A Very Short Story and a Very Hungry Caterpillar
I knew this would happen.
Once I started publishing my film criticism at In Review Online, this space slowly shriveled. It's not dead yet, but I haven't posted anything since October 20th of last year, and while those of you who wanted to follow me over to InRO likely did, I pay $11 a month to keep this site up and feel the compulsion to contribute meaningfully to it.
So I'm retitling it Caterpillar Trashbag (not a rebrand, never a rebrand) and setting an intention to post here more often. That may involve fiction, it may involve essays--I'm not sure yet. Film criticism will likely remain at InRO and on Letterboxd unless there's something I really badly want to write about and feel like this is the best home for it, but expect to hear from me in some capacity at least monthly.
The retitle comes from something I overheard on a film set back in college (a story that will likely find its way into a piece of fiction, just you wait), and I've adapted it to mean something more personal: a small organic creature enveloped in synthetic material.
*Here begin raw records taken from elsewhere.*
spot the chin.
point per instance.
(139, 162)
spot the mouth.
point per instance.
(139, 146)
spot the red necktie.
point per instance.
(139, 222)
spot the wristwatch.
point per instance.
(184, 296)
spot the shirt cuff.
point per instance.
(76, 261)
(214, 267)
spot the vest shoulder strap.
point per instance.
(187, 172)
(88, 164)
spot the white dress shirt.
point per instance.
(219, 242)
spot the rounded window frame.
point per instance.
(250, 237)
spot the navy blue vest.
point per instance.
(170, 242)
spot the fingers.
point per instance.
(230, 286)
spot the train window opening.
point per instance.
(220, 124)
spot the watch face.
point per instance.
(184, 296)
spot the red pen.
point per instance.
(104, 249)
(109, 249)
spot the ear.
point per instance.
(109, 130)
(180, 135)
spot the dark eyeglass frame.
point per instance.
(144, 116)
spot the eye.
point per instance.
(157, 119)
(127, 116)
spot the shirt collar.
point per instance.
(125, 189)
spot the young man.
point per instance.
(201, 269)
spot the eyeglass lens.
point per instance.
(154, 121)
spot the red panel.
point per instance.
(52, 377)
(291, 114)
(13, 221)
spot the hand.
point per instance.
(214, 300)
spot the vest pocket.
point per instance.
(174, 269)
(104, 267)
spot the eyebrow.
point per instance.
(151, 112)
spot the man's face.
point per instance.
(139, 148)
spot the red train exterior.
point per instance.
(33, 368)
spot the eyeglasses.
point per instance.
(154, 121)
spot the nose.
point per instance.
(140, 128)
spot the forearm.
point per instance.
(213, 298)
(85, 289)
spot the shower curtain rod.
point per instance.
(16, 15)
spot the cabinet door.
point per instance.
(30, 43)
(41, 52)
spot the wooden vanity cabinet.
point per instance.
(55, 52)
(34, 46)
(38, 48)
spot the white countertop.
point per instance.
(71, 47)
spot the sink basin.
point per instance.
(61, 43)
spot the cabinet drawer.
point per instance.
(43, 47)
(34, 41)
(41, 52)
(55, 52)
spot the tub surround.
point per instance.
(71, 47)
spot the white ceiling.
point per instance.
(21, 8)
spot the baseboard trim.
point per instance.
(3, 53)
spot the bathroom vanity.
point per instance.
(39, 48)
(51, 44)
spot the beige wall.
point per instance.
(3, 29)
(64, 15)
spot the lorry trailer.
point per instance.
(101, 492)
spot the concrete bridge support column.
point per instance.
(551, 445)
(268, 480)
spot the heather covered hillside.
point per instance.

In a media environment saturated with the distorted and the insincere, I write from a place that seeks the real. What shape that writing takes (and what real I'm seeking) certainly changes from day to day, and today it was a short story prompted by Appendix C in George Saunders's A Swim in the Pond in the Rain.
For those who don't know Saunders, he's a short story writer and occasional novelist who wrote a book analyzing the structure of a handful of Russian short stories. It's a great book, and certainly of value to anyone interested in how stories work. I finished it about a year ago, yet I never did the exercises at the end and decided to take a crack at a couple of them today. The prompt in Appendix C is paraphrased as follows:
Set a timer for 45 minutes. Write a 200-word story, but you only get to use 50 words to do it.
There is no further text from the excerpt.